Structures of class Id ribonucleotide reductase catalytic subunits reveal a minimal architecture for deoxynucleotide biosynthesis.

Class I ribonucleotide reductases (RNRs) share a common mechanism of nucleotide reduction in a catalytic alpha subunit. All RNRs initiate catalysis with a thiyl radical, generated in class I enzymes by a metallocofactor in a separate beta subunit. Class Id RNRs use a simple mechanism of cofactor activation involving oxidation of a Mn-2(II) cluster by free superoxide to yield a metal-based (MnMnIV)-Mn-III oxidant. This simple cofactor assembly pathway suggests that class Id RNRs may be representative of the evolutionary precursors to more complex class Ia-c enzymes.
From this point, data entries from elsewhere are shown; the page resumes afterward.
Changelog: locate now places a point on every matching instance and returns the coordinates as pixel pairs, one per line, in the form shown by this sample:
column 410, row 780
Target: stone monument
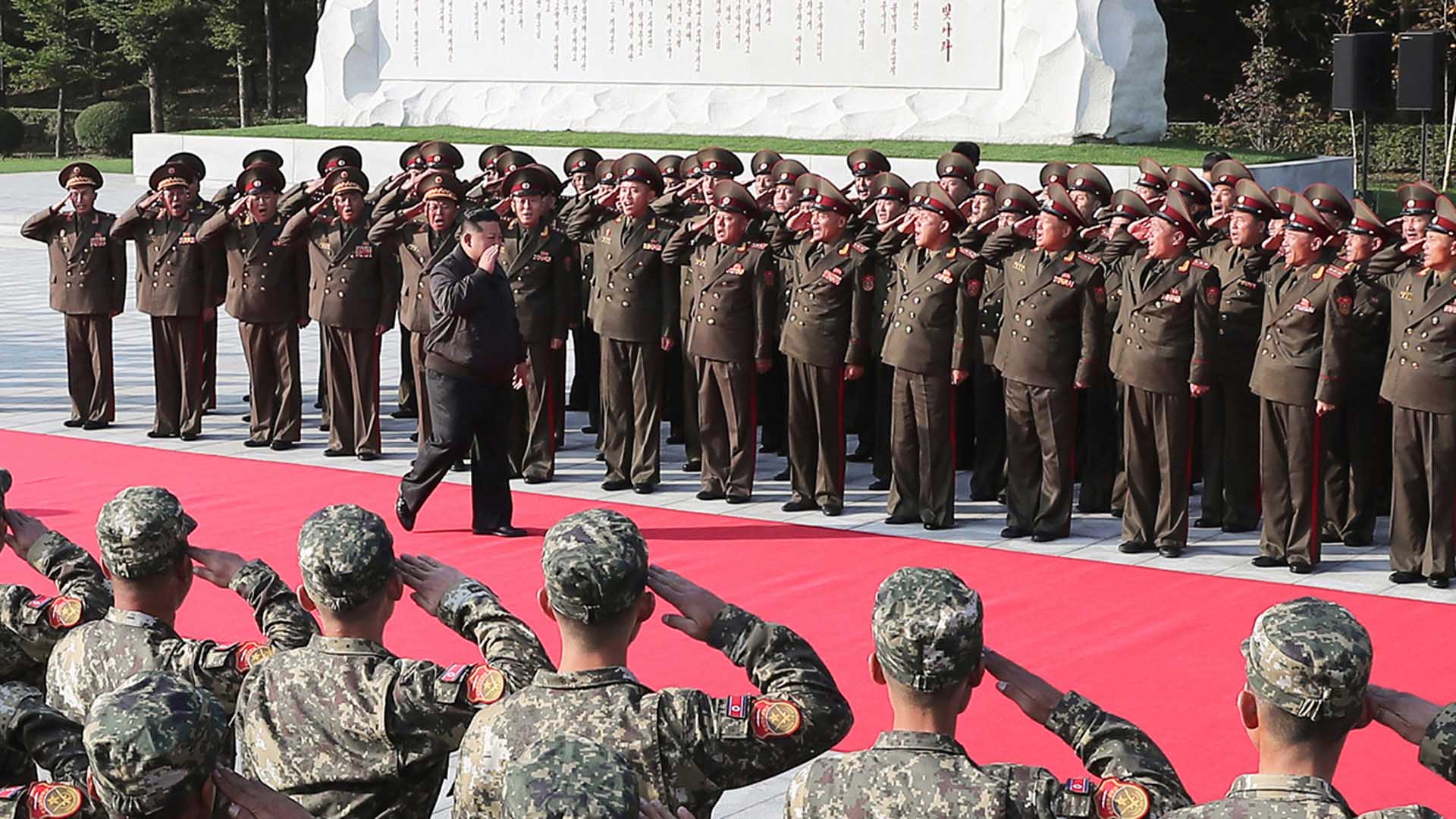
column 990, row 71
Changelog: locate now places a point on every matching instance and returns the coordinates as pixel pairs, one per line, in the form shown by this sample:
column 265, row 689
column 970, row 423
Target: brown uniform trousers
column 539, row 265
column 1420, row 384
column 1164, row 338
column 1231, row 411
column 175, row 284
column 932, row 303
column 728, row 292
column 268, row 295
column 1050, row 340
column 88, row 284
column 1302, row 359
column 634, row 308
column 351, row 293
column 830, row 293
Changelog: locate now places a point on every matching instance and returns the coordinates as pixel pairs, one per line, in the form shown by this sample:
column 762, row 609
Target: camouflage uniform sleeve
column 472, row 611
column 275, row 607
column 737, row 741
column 49, row 739
column 1439, row 744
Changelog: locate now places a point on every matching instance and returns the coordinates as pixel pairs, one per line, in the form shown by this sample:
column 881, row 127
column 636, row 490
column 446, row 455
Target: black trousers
column 465, row 414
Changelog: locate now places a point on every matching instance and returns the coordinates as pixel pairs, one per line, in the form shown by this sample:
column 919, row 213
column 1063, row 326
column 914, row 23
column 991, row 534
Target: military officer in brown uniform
column 635, row 312
column 88, row 284
column 728, row 334
column 930, row 341
column 1299, row 375
column 1164, row 343
column 413, row 242
column 1049, row 346
column 1420, row 384
column 353, row 297
column 829, row 284
column 177, row 287
column 268, row 295
column 536, row 259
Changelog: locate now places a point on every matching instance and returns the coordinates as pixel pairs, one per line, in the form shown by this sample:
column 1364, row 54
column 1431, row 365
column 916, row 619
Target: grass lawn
column 27, row 164
column 1166, row 153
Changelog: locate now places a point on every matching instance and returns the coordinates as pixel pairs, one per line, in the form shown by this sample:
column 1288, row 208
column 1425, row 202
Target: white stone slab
column 993, row 71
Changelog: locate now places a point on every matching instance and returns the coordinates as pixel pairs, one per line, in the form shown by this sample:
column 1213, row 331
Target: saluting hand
column 699, row 607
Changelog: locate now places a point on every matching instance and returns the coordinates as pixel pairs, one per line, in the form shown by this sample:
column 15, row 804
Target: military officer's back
column 928, row 651
column 685, row 746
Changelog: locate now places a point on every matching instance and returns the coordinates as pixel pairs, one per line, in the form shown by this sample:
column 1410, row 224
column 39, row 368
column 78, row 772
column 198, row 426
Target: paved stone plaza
column 33, row 398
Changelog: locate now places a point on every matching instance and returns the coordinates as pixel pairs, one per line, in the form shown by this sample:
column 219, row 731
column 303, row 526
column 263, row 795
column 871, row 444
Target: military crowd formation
column 131, row 720
column 1292, row 352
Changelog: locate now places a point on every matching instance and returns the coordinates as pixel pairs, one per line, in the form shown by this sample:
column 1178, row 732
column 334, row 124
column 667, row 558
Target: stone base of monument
column 223, row 158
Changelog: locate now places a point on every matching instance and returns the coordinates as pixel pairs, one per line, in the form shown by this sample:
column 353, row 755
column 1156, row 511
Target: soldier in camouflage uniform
column 1307, row 668
column 685, row 746
column 570, row 779
column 347, row 727
column 929, row 654
column 143, row 535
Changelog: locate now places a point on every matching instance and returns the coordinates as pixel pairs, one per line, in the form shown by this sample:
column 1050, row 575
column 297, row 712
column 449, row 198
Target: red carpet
column 1159, row 648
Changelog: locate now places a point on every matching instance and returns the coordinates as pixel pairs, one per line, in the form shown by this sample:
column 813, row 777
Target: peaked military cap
column 764, row 162
column 340, row 156
column 80, row 175
column 152, row 739
column 1091, row 180
column 346, row 554
column 143, row 532
column 582, row 161
column 1310, row 657
column 928, row 629
column 595, row 564
column 867, row 162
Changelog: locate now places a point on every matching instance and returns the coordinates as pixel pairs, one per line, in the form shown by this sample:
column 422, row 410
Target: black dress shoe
column 503, row 531
column 405, row 516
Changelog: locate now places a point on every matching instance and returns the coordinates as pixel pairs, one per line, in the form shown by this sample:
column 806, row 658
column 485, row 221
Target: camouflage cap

X-ray crystal structures of two class Id alpha proteins from Flavobacterium johnsoniae (Fj) and Actinobacillus ureae (Au) reveal that this subunit is distinctly small. The enzyme completely lacks common N-terminal ATP-cone allosteric motifs that regulate overall activity, a process that normally occurs by dATP-induced formation of inhibitory quaternary structures to prevent productive beta subunit association. Class Id RNR activity is insensitive to dATP in the Fj and Au enzymes evaluated here, as expected. However, the class Id alpha protein from Fj adopts higher-order structures, detected crystallographically and in solution. The Au enzyme does not exhibit these quaternary forms. Our study reveals structural similarity between bacterial class Id and eukaryotic class Ia alpha subunits in conservation of an internal auxiliary domain. Our findings with the Fj enzyme illustrate that nucleotide-independent higher-order quaternary structures can form in simple RNRs with truncated or missing allosteric motifs.